- 3 red bell peppers, whole
- 2 shallots, whole in peel
- 2 cloves of garlic, whole in peel
- 1 cup of unsweetened almond milk
- 1 tablespoon of olive oil
- 1 teaspoon of sea salt
- 1/4 teaspoon of freshly ground black pepper
- 1 tablespoon of arrowroot starch
- For the Zucchini Noodles:
- 4 zucchini, ends cut off and spiralized or cut into noodles
- Grated Parmesan, for garnish
- Heat oven to 550 degrees F or the broil setting.
- Place the bell peppers, shallots and garlic on a baking sheet lined with tin foil or parchment paper.
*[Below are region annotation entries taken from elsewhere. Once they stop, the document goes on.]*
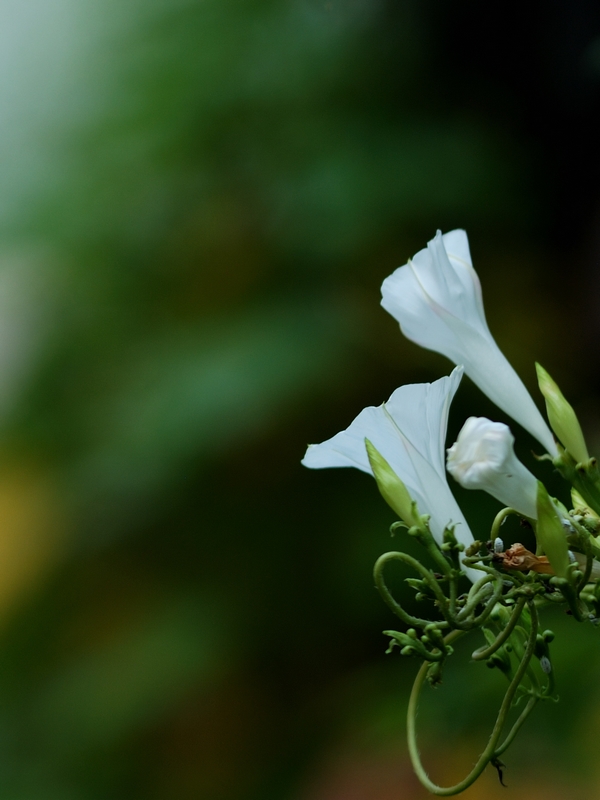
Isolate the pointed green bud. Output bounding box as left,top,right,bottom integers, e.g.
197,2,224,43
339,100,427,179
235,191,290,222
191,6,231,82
365,439,421,528
535,481,569,578
535,363,589,462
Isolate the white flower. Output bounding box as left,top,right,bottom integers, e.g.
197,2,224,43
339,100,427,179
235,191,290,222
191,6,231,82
302,367,481,560
448,417,538,519
381,230,557,456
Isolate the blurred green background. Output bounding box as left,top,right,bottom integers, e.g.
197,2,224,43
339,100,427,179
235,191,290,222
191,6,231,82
0,0,600,800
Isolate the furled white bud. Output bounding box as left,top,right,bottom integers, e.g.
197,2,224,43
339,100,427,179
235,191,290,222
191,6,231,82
447,417,537,519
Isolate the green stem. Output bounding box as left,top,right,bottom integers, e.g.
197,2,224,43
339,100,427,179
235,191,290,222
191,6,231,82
373,551,450,628
407,600,538,797
471,597,527,661
490,508,522,541
493,695,539,758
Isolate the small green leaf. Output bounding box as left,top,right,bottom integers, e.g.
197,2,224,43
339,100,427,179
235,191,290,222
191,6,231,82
365,439,420,528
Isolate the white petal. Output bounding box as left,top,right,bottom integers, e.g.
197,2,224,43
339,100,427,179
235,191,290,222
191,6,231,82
381,231,557,455
448,417,538,519
302,367,473,556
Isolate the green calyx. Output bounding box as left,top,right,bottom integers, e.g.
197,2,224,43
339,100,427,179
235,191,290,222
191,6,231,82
535,481,569,578
535,363,589,462
365,439,421,528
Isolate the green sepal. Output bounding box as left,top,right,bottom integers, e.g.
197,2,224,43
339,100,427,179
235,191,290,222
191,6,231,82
365,439,421,528
535,363,589,462
535,481,569,578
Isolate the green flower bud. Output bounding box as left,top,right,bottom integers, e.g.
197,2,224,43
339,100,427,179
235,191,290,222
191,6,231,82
535,363,589,462
365,439,421,528
535,481,569,578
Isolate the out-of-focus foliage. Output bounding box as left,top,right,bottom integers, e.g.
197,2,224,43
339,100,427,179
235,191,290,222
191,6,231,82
0,0,600,800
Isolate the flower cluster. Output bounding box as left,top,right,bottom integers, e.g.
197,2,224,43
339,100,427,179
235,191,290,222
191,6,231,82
302,230,589,580
302,230,600,795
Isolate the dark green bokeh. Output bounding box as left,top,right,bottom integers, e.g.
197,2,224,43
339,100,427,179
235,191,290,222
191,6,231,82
0,0,600,800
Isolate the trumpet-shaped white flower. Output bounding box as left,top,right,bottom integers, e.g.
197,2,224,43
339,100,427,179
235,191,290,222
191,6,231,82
302,367,481,560
381,230,557,456
448,417,538,519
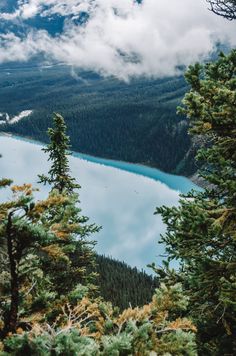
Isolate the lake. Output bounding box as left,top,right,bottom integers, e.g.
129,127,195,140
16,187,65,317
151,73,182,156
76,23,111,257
0,135,199,272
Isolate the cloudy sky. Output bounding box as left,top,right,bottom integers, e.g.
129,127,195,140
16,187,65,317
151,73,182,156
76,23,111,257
0,0,236,80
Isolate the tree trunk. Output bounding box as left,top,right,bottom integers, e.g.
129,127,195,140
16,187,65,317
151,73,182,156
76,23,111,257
4,213,19,335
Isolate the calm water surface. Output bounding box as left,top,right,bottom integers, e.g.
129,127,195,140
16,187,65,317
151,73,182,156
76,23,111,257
0,136,197,269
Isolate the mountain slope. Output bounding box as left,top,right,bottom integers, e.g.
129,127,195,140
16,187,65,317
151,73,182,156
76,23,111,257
0,64,193,174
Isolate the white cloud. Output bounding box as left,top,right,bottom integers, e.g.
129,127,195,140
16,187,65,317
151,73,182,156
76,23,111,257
0,0,236,79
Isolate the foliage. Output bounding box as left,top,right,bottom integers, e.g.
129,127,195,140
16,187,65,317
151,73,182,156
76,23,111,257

- Place the sheet in the oven and roast until charred. Flip over, then continue to roast until all sides have been charred. Remove from oven and let cool.
- Peel away charred skin, seeds and stems on the red pepper. Set aside.
- Add the roasted bell peppers, shallots and garlic to a blender with almond milk, olive oil, sea salt, pepper, arrowroot starch and blend until smooth.
- Heat a large skillet over medium high heat. When the skillet is hot, add the sauce and cook for 3 to 4 minutes, until heated through.
- Add the zucchini noodles to the sauce in the skillet and toss. Cook until soften, but not falling apart. Be careful not to overcook.